Aspetar Orthopaedic and Sports Medicine Hospital, Doha, Qatar.
Erasmus MC Center for Groin Injuries, Department of Orthopaedics, Erasmus MC University Medical Centre, Rotterdam, the Netherlands.
Am J Sports Med. 2020 Apr;48(5):1151-1159. doi: 10.1177/0363546520908610. Epub 2020 Mar 17.
Time to return-to-sport (RTS) after acute adductor injuries varies among athletes, yet we know little about which factors determine this variance.
To investigate the association between initial clinical and imaging examination findings and time to RTS in male athletes with acute adductor injuries.
Cohort study (Prognosis); Level of evidence, 2.
Male adult athletes with an acute adductor injury were included within 7 days of injury. Standardized patient history and clinical and magnetic resonance imaging (MRI) examinations were conducted for all athletes. Athletes performed a supervised standardized criteria-based exercise treatment program. Three RTS milestones were defined: (1) clinically pain-free, (2) completed controlled sports training, and (3) first full team training. Univariate and multiple regression analyses were performed to determine the association between the specific candidate variables of the initial examinations and the RTS milestones.
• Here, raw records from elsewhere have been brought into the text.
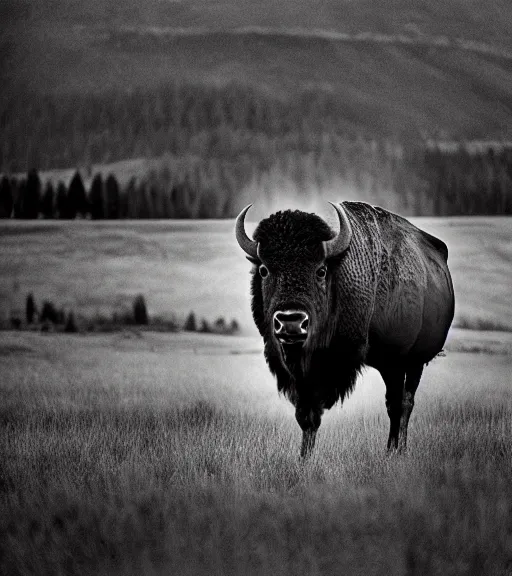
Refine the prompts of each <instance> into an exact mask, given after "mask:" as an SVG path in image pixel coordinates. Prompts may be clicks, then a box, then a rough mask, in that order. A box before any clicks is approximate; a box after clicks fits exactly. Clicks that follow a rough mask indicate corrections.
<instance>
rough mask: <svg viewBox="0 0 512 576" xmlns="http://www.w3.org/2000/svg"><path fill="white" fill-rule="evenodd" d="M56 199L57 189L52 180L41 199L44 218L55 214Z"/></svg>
mask: <svg viewBox="0 0 512 576" xmlns="http://www.w3.org/2000/svg"><path fill="white" fill-rule="evenodd" d="M54 200H55V191H54V189H53V184H52V183H51V181H50V180H48V182H47V183H46V186H45V189H44V193H43V197H42V199H41V206H40V209H41V213H42V214H43V217H44V218H47V219H50V218H53V216H54Z"/></svg>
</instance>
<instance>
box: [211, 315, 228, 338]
mask: <svg viewBox="0 0 512 576" xmlns="http://www.w3.org/2000/svg"><path fill="white" fill-rule="evenodd" d="M213 327H214V330H215V332H219V333H220V334H224V332H226V321H225V320H224V318H222V316H221V317H220V318H217V320H215V323H214V325H213Z"/></svg>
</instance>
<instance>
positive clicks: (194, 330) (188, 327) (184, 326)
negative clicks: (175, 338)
mask: <svg viewBox="0 0 512 576" xmlns="http://www.w3.org/2000/svg"><path fill="white" fill-rule="evenodd" d="M183 330H186V331H187V332H197V323H196V316H195V314H194V313H193V312H190V314H189V315H188V317H187V319H186V320H185V324H184V325H183Z"/></svg>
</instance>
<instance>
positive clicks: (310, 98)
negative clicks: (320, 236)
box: [0, 84, 512, 219]
mask: <svg viewBox="0 0 512 576" xmlns="http://www.w3.org/2000/svg"><path fill="white" fill-rule="evenodd" d="M0 134H1V137H0V167H1V169H2V171H3V173H4V174H5V175H12V174H14V173H20V172H24V171H27V170H29V172H28V174H27V176H26V177H23V178H20V177H17V178H16V179H13V178H12V176H5V177H4V178H3V179H2V183H1V189H0V197H1V199H2V200H1V202H2V207H1V208H0V211H1V214H2V216H3V217H9V216H11V217H15V218H32V217H38V216H43V217H45V218H74V217H84V216H85V217H91V218H95V219H100V218H109V219H111V218H232V217H234V216H235V215H236V214H237V213H238V211H239V210H240V208H241V207H243V206H244V205H245V204H247V203H248V202H258V203H260V204H261V205H264V206H265V209H266V210H272V209H273V206H274V203H275V198H276V196H279V195H281V196H282V195H286V197H287V198H288V199H289V200H290V203H292V202H293V200H294V198H299V199H304V198H308V199H319V200H322V201H324V200H325V199H331V200H332V199H336V198H337V197H342V198H346V197H347V195H348V197H349V198H350V199H360V200H364V201H367V202H371V203H374V204H379V205H381V206H383V207H385V208H389V209H391V210H395V211H399V212H401V213H403V214H406V215H449V214H461V215H462V214H510V213H512V207H511V193H512V192H511V188H512V148H510V147H508V148H507V147H502V148H500V149H496V150H493V149H488V150H480V151H472V152H470V151H468V149H467V147H466V146H465V145H464V144H463V143H461V144H460V145H459V146H458V147H457V148H456V149H454V150H452V149H450V150H448V149H445V148H443V147H439V146H438V147H435V146H431V145H427V144H426V142H425V141H424V140H423V139H422V136H423V135H421V134H417V135H416V137H414V138H411V135H410V134H409V135H408V137H407V139H406V140H405V139H404V135H400V134H392V133H387V134H383V133H379V134H369V133H365V134H362V133H359V132H356V131H355V130H354V129H353V123H352V122H351V119H350V117H349V116H347V111H345V110H343V108H342V107H341V106H340V103H339V102H338V100H337V99H336V96H335V95H332V94H329V93H326V92H322V91H321V90H311V91H309V92H303V93H298V94H297V95H295V96H294V97H291V98H289V99H286V100H283V99H279V98H277V97H274V96H269V95H268V94H263V93H261V92H258V91H256V90H254V89H251V88H248V87H241V86H236V85H230V86H226V87H221V88H218V87H208V86H194V85H176V84H169V85H165V86H162V87H160V88H158V89H151V90H143V89H140V90H135V91H131V92H121V91H109V92H106V93H103V94H72V95H65V94H64V95H46V96H45V95H43V96H41V95H39V94H37V95H36V94H30V93H28V94H22V95H16V96H12V97H4V98H2V99H0ZM126 158H147V159H153V160H154V161H153V164H152V167H151V168H150V169H148V171H147V173H144V174H139V175H138V176H137V178H132V179H131V180H130V181H129V182H127V183H123V184H122V185H121V184H120V182H119V180H118V178H116V176H115V175H112V176H107V177H106V178H103V177H102V176H101V175H96V176H95V178H94V179H93V180H92V182H90V183H88V184H87V186H84V182H83V181H82V185H80V182H79V180H80V179H79V178H78V177H77V178H76V179H77V180H78V181H76V182H72V183H71V184H70V185H69V186H66V185H65V184H64V183H59V182H44V183H43V184H42V185H41V183H40V184H39V187H38V185H37V182H36V176H35V175H34V174H33V172H35V170H33V169H32V170H30V169H31V168H33V167H37V169H38V170H44V169H48V168H52V169H54V168H56V167H58V166H68V167H69V166H82V167H86V172H89V171H90V170H92V168H91V167H92V166H93V165H94V164H98V163H100V164H105V163H111V162H114V161H117V160H121V159H126ZM157 159H158V160H157ZM31 174H32V175H31ZM84 188H85V190H84Z"/></svg>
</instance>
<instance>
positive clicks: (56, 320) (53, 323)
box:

We included 81 male adult athletes. The median duration for the 3 RTS milestones were 15 days (interquartile range, 12-28 days), 24 days (16-32 days), and 22 days (15-31 days), respectively. Clinical examination including patient history was able to explain 63%, 74%, and 68% of the variance in time to RTS. The strongest predictors for longer time to RTS were pain on palpation of the proximal adductor longus insertion or a palpable defect. The addition of MRI increased the explained variance with 7%, 0%, and 7%. The strongest MRI predictor was injury at the bone-tendon junction. Post hoc multiple regression analyses of players without the 2 most important clinical findings were able to explain 24% to 31% of the variance, with no added value of the MRI findings.
The strongest predictors of a longer time to RTS after acute adductor injury were palpation pain at the proximal adductor longus insertion, a palpable defect, and/or an injury at the bone-tendon junction on MRI. For athletes without any of these findings, even extensive clinical and MRI examination does not assist considerably in providing a more precise estimate of time to RTS.
急性内收肌损伤后运动员重返运动(RTS)的时间各不相同,但我们对哪些因素决定这种差异知之甚少。
探讨男性急性内收肌损伤运动员初始临床和影像学检查结果与 RTS 时间的关系。
队列研究(预后);证据水平,2 级。
在损伤后 7 天内纳入急性内收肌损伤的成年男性运动员。对所有运动员进行标准化的病史、临床和磁共振成像(MRI)检查。运动员接受了基于标准的监督性运动治疗计划。定义了 3 个 RTS 里程碑:(1)临床无痛;(2)完成受控的运动训练;(3)首次完整的团队训练。进行单变量和多变量回归分析,以确定初始检查的特定候选变量与 RTS 里程碑之间的关系。
共纳入 81 名成年男性运动员。3 个 RTS 里程碑的中位时间分别为 15 天(四分位距,12-28 天)、24 天(16-32 天)和 22 天(15-31 天)。包括病史在内的临床检查能够解释 RTS 时间的 63%、74%和 68%。触诊近端内收肌长头止点疼痛或可触及缺陷是 RTS 时间延长的最强预测因素。MRI 增加了 7%、0%和 7%的解释方差。最强的 MRI 预测因素是骨-肌腱交界处的损伤。对没有 2 个最重要临床发现的运动员进行事后多变量回归分析,能够解释 24%至 31%的方差,MRI 结果没有额外价值。
急性内收肌损伤后 RTS 时间延长的最强预测因素是近端内收肌长头止点触诊疼痛、可触及的缺陷和/或 MRI 上的骨-肌腱交界处损伤。对于没有这些发现的运动员,即使进行广泛的临床和 MRI 检查,也不能为更准确地估计 RTS 时间提供很大帮助。